SpecFP and cache

Tue May 16 14:08:51 PDT 2000

On Tue, 16 May 2000, Gerben Roest wrote:

> Hi,
> 
> I always thought that Athlons were so much faster in FP than Pentiums,
> until I saw some results for the SpecFP 95 at spec.org.
> 
> PIII-733: 30.4 (full speed 256 kB cache)
> PIII-600: 15.8 (half speed 512kB cache), normalized for 733: 19.3
> Athlon 750: 32.9 (2/5 speed 512 kB cache), normalized for 733: 31.9
> 
> This questionable comparison shows that the full speed cache of the PIII
> is a big advantage. Probably the new and improved (wider path and so on)
> cache of the CuMine is of big importance to the SpecFP bench.
> 
> My question is: Does anyone have experiences with old and new PIII's (that
> is, old and new cache) running big Fortran jobs? Is the difference there
> as much as the SpecFP bench seems to show?

I'd be very cautious about comparing >>any<< CPUs or systems on paper.
I wouldn't believe a priori that the Athlon is better than a P-anything
or a Celeron.  I wouldn't even take it on faith that an Alpha is as much
better as it is hyped to be.  It all depends on your code.  I've been
doing fairly extensive comparative benchmarking on Celerons, PII's, the
Athlon and 21264 Alpha 667's and hope to do PIII's as soon as we get any
(it's often hard to justify them compared to the Celeron, really).
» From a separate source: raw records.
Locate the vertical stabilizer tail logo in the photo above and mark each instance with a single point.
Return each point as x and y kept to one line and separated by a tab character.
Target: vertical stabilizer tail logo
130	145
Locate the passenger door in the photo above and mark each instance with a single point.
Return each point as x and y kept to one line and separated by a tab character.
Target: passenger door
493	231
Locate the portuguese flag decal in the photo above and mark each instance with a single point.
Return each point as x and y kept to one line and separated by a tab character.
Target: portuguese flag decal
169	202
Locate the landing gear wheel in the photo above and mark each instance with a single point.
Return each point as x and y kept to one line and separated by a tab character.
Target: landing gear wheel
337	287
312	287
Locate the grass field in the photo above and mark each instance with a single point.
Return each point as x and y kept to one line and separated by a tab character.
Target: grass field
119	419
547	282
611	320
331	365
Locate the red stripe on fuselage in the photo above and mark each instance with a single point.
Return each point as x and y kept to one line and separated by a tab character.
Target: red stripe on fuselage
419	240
As far as I can tell, a >>lot<< of the supposed advantage of the Athlon
comes from its superior cache/memory subsystem.  Indeed, my tests find
that the Athlon has a significant advantage over the PII and Celeron in
memory speed (unfortunately I have no PIII to test).  When I look at
"raw floating point speed" (in a small enough loop to fit in L1) it is
much faster than a Celeron.

However, when I run an actual, not particularly local Monte Carlo job
that contains a mix of double precision float, integer, and
transcendentals (my own research application, which I've been using as
MY most important benchmark for many years now) on Celeron (466 MHz),
PII (400 MHz), Athlon (900 MHz) and 21264 Alpha (667 MHz) I get:

#============================================================
# Benchmark run of On_spin3d on host athlon
# CPU = 900 MHz AMD K7 (athlon), Total RAM = 64 MB
# L = 16
# Time = 28.69user 0.01system 0:29.17elapsed
#============================================================
# Benchmark run of On_spin3d on host lucifer
# CPU = Celeron 466, Total RAM = 128 MB
# L = 16
# Time = 46.48user 0.03system 0:46.67elapsed 
#============================================================
# Benchmark run of On_spin3d on host brahma
# CPU = 400 MHz PII, Total RAM = 512 MB
# L = 16
# Time = 53.01user 0.03system 0:54.55elapsed
#============================================================
# Benchmark run of On_spin3d on host qcd2
# CPU = 667 MHz Alpha EV67, Total RAM = 512 MB
# Compiler = gcc!
# L = 16
# Time = 66.08user 6.14system 1:12.25elapsed 
# Compiler = ccc!
# Time = 23.79user 0.00system 0:23.84elapsed 
#============================================================

Note that on my nasty dirty application (as opposed to a nice, clean
benchmark) the Athlon UNDERPERFORMS the Celery, and PII at equivalent
clock -- the 900 MHz is 1.85x faster than the 400 MHz PII with its
half-speed cache, but of course the clock is 2.25x faster, making its
overall performance only 82% as good when allowing for CPU clock
scaling.  It is only 1.62x faster than the Celeron (with its full speed
cache) but there its clock is 1.93x faster, so again it is only 84% as
fast when allowing for CPU clock.  A dual Celery 466 running two
instances of my embarrassingly parallel application will complete in
that same 47 seconds, but will take 57 seconds on a 900 MHz Athlon.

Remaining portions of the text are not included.